Building an inclusive middle class hinges on our ability to adopt targeted and effective programs that address the specific needs of low-wealth communities. This approach will strengthen the American middle class as a whole and make our middle class much more racially and ethnically inclusive.

Such policies could include the expansion of first-time homeownership initiatives for those who were denied access

to home mortgage financing in the decades after World War II and up to the present. These could include low-interest loans and down-payment assistance.

Additional initiatives could remove barriers to higher education, especially when targeting first-generation college students and low- and middle-income households. Student debt now exceeds $1.5 trillion and interferes with younger people being able to save money, build wealth, and purchase homes.

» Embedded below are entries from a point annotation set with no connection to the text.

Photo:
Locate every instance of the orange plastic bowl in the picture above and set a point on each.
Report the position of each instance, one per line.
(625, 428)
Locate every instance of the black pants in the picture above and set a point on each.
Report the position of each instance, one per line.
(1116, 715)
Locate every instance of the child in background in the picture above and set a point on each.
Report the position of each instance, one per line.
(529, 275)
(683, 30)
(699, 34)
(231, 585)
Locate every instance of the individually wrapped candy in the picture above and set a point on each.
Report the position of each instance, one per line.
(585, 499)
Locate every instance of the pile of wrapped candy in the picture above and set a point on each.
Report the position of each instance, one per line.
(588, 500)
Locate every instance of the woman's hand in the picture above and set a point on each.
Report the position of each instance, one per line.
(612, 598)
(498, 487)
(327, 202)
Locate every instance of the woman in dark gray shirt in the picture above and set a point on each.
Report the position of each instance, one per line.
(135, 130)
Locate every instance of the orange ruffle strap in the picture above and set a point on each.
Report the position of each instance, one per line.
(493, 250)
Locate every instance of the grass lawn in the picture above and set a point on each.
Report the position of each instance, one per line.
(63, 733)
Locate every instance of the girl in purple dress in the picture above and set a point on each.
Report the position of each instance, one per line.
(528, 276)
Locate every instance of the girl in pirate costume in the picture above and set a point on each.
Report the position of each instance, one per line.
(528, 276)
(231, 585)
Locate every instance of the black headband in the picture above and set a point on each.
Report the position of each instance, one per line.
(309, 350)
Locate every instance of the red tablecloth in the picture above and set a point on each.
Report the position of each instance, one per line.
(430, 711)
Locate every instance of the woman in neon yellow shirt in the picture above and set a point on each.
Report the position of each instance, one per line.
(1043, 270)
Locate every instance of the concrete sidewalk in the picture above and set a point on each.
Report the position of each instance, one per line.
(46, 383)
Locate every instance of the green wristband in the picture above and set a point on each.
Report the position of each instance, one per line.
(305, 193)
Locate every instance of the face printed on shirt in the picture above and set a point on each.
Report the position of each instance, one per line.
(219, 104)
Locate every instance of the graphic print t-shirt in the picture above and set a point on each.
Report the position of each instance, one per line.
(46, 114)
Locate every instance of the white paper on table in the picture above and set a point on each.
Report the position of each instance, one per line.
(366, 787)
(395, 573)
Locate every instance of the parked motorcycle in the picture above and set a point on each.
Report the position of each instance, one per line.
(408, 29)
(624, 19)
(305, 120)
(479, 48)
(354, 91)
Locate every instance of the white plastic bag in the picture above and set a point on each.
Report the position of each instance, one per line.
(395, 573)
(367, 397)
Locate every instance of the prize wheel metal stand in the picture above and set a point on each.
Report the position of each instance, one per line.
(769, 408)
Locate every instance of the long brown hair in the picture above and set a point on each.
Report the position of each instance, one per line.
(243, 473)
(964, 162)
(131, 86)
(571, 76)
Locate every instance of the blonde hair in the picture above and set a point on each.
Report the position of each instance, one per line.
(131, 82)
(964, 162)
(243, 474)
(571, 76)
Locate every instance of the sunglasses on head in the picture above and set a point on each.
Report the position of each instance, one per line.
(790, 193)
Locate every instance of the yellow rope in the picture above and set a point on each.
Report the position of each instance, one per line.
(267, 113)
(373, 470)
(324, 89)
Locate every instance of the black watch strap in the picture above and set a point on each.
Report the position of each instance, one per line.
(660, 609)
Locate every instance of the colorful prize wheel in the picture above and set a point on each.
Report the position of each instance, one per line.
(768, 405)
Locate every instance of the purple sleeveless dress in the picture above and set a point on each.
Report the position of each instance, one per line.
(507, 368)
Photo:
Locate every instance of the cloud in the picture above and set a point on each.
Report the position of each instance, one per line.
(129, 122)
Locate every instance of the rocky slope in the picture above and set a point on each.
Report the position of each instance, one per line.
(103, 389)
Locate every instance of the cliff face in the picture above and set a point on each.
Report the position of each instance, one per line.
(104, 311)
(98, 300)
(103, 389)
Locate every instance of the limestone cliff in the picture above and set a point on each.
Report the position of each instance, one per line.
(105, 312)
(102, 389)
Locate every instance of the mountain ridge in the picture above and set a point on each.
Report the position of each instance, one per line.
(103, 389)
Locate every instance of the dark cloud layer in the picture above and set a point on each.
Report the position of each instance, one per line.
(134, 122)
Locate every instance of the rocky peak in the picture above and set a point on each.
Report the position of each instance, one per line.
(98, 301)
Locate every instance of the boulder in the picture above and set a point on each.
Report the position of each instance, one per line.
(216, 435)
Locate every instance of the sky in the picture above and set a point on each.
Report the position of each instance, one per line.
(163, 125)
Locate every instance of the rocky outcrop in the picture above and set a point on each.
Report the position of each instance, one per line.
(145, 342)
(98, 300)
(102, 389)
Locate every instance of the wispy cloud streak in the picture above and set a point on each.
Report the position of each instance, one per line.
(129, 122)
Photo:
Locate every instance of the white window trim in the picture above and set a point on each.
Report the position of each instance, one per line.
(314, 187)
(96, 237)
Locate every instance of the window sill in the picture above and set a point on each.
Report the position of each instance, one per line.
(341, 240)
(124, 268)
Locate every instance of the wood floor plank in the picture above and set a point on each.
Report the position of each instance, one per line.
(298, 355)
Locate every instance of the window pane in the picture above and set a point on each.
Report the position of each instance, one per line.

These should be accompanied by policies to protect low-wealth families from predatory financial practices, including by strengthening the Consumer Financial Protection Bureau. Predatory auto loans, alongside other forms of predatory debt, are on the rise, fueling potential debt bubbles.

Other ideas include generating wealth for all Americans and transferring it to them directly. Senator Cory Booker, for instance, has proposed the creation of a “baby bond” program that would seed an asset account for every newborn.

According to one study, had such a program been in place in 1979, the wealth divide between young Latinx and White households would have been entirely closed by now, and the wealth divide between young Black and White households would have shrunk by 82 percent.

In addition to programs specifically geared towards historically excluded communities, we need others that look to turn our overall economy right-side up — so those in the working and middle classes receive the majority of the growth they help our economy produce.

We could pay for some of these investments by restoring progressiveness to the US tax system and raising rates on the highest brackets to their post-World War II levels. We could also fix some of the upside-down tax incentives that subsidize the already wealthy and direct investment into opportunities for low-wealth families. Specifically, we should reform the mortgage interest deduction (which can favor people with pricey homes at the expense of ordinary people) and other tax expenditures.

Add to all these measures common-sense ideas like raising the minimum wage, expanding health care coverage, and taxing the 1 percent to fund education and infrastructure. Together these ideas wouldn’t just close the racial wealth divide — they’d create an economy that works for all Americans, not just the super-rich.

What We Can Build

The creation of a strong American middle class after World War II didn’t happen on its own. It required a healthy, vibrant economy, including significant investments in the ability of Americans to build lasting financial security through homeownership, higher education, and transportation.

But these policies were most often intentionally directed at White communities and away from Americans of color. We’re committing economic suicide if we continue to exclude the coming majority of the country from opportunities to invest in the future. In this century, America must come together to build — for the first time — an inclusive middle-class economy.